The former head of the Territorial Army has criticised British firms for discriminating against reservists by refusing to employ them because of their part-time military role, it has been reported.
Foreign-owned firms are more likely to employ people who are in the TA, with some even paying their wages while they are on active service, the Duke of Westminster told the Daily Telegraph.
But he said the prospect of losing staff to training and active service in Afghanistan meant British firms were less likely to hire TA soldiers, which was also hitting recruitment.
The Duke, the country's wealthiest British-born individual, said servicemen and women should not have to declare their service when applying for jobs, as they currently do, and suggested that firms employing reservists should receive National Insurance breaks.
"There is undoubtedly discrimination against someone who at interview says he is in the Territorial Army," he told the paper. "These days when you have to tick the boxes on the interview sheet, one of the questions is 'Are you in the Territorial Army'. (But) we are not allowed by legislation to say: 'Are you pregnant? Are you about to be pregnant? Are you white? Are you Muslim?' Why is it there? It is the most outrageous form of discrimination. It has been mentioned to me by my soldiers on more than 100 occasions."

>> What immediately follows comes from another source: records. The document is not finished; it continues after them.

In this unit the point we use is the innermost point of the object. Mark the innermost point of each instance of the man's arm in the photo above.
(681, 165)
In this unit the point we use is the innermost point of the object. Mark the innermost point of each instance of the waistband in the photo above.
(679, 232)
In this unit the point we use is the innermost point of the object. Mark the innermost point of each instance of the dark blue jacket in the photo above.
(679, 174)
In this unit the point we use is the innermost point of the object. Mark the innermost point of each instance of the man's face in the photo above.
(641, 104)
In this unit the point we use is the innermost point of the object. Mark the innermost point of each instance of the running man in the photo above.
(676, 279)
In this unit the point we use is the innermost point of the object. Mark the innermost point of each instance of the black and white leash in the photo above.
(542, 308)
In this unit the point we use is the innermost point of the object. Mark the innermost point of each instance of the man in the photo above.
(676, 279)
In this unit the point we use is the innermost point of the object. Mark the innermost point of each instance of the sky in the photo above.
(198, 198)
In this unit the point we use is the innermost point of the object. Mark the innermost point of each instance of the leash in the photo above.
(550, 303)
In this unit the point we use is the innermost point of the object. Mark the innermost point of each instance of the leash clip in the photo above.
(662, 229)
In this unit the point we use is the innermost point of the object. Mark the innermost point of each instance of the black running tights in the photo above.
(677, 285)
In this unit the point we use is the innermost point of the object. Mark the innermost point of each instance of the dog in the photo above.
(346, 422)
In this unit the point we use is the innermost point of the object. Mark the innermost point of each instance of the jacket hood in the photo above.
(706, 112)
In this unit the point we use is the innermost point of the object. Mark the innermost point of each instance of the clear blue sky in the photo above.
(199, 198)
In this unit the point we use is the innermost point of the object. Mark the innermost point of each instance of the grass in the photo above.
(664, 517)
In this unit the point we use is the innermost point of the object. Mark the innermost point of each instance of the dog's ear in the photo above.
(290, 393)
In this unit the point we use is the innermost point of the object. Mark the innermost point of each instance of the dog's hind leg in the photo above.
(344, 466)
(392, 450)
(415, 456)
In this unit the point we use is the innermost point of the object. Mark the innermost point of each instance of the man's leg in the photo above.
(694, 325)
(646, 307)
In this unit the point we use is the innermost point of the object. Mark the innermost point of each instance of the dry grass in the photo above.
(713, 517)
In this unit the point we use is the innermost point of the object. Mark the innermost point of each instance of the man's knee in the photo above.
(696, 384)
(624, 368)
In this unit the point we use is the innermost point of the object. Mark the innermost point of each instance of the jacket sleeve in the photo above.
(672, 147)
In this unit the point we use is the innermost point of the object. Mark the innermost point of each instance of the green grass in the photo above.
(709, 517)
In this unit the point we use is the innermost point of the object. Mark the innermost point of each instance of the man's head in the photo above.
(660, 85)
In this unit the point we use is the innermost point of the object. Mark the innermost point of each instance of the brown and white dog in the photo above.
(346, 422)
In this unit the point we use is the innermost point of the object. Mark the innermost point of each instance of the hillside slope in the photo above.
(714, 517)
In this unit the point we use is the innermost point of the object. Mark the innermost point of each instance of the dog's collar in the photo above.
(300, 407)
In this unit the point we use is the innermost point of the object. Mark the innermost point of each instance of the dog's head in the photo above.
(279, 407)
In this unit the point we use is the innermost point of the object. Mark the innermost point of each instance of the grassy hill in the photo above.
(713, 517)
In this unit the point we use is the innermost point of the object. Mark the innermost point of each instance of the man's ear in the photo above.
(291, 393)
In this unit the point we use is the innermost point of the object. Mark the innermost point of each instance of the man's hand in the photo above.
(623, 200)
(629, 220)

The Duke spent more than 40 years in the Territorial Army before retiring with the rank of Major General at the start of the month.
He has an estimated fortune of £7.35 billion thanks to his central London property empire, according to this year's Rich List from The Sunday Times.
Territorial Army will play a greater role in British armed forces in future years as the regular Army is cut from 102,000 to 82,000 and reservist numbers doubled to 30,000 under the Army 2020 plan, the biggest restructuring of the service for decades.
The Duke told the Daily Telegraph some US employers in Britain even continue to pay reservists on active service. He told the paper: "Our overseas employers are better than the English employers - I am talking about French, Japanese, Americans and others. All those countries had national service or its equivalent right up to two or three years ago, so there is a service culture built in."
He told the paper British employers should realise TA troops made a "lifestyle choice" to join, that choice being "to go out there and be shot at". He told the paper that when he raised the idea of National Insurance cuts for firms employing TA soldiers to the Ministry of Defence he was told to "rein my neck in".